Colonizing Culture
Wednesday 27 May 2009
Mezanmi, ce texte de toute beauté et d’intelligence, il aurait fallu que je vous le traduise. Mais…,oui il y a un mais, c’est bien dommage parce que je n’ai pas le temps.
Ce texte raconte comment une occupation étrangère ne se limite pas à l’occupation physique du territoire mais « occupe » également les esprits. Il dit que pour les occupants, le plus important est la bataille culturelle : Imposer sa culture propre et arriver à faire en sorte que les occupés ressentent la culture locale comme inférieure.

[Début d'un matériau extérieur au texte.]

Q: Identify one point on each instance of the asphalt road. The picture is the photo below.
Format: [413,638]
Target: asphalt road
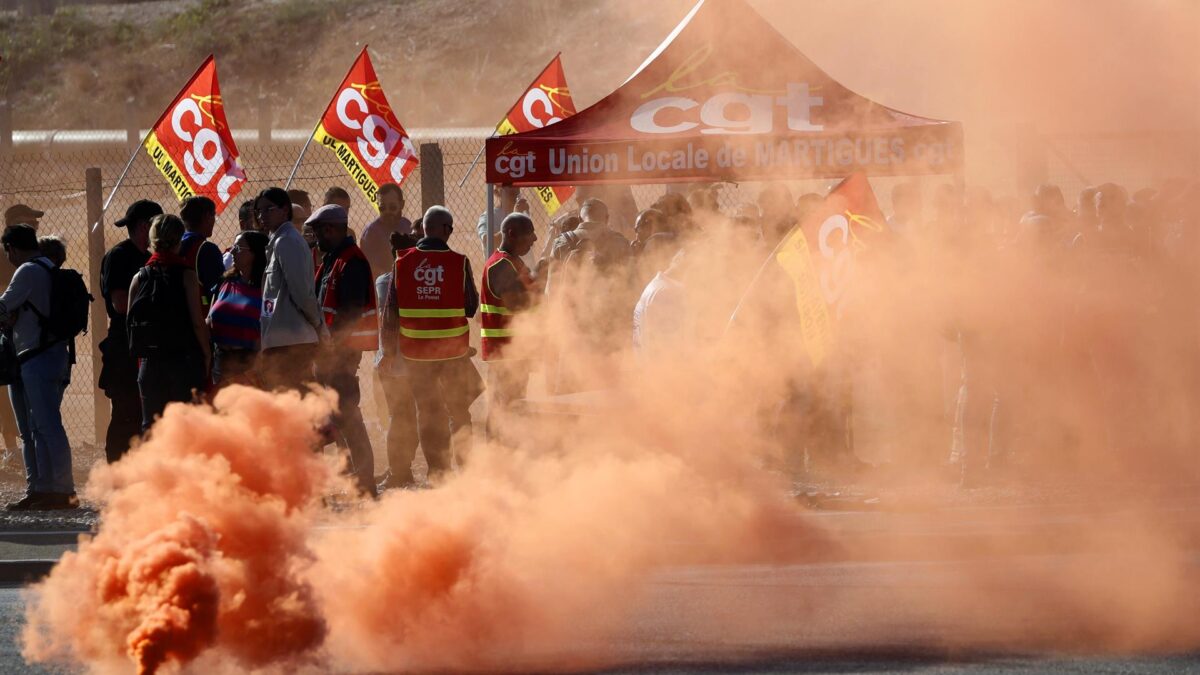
[828,617]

Ce texte fait référence à Fanon, dont chacun sait, qu’il a beaucoup travaillé sur cette question de l’intériorisation de l’infériorité par les colonisés, une violence plus grave, si on peut parler ainsi, que les violences physiques et autres tortures appliquées sur les corps des peuples colonisés et/ou occupés. Ce texte s’appuie aussi sur la pensée d’Edward Saïd, Palestinien chrétien, qui a également repris et développé les analyses de Fanon autour de la problématique de l’aliénation culturelle.
Le peuple haïtien a pas mal résisté, cahin caha, avec les moyens du bord, dont le vaudou, au rouleau compresseur de la culture made in Occident. Malgré une occupation assez longue, malgré les 29 + 18ans de présence permanente des macoutes et des USAID dans le pays, jusqu’en 2004.
2004 et l’attaque ciblée, concertée et orchestrée contre la célébration du bicentenaire de l'Indépendance du pays a sonné le glas de la « fierté » haïtienne qui, comme je l’ai dit, tant bien que mal se maintenait à travers la reconnaissance d’une histoire exceptionnelle qui avait sa place dans l’histoire universelle.
Depuis 2003/2004, les offensives contre la culture haïtienne, son histoire, sa population ne se comptent plus. Des zentellectuels , pour des raisons complexes, multiples et personnelles ont décidé de participer activement à cette attaque en s’abouchant avec les attaquants.
Cela va de leurs prestations sur les média français, leur participation littéraire sous forme de livres à deux voix avec une des fonctionnaires de la Minutstah , jusqu’à leur productions cinématographiques.
Nouvelle distribution des catégories de couleur en Haïti
Il suffit de voir les titres de leurs films ou le contenu de leurs romans où grosso modo les pauvres et résistants sont transformés en barbares, pour se faire une idée de l'importance de cette campagne- à laquelle s'ajoute celle des chrétiens protestants contre le vaudou.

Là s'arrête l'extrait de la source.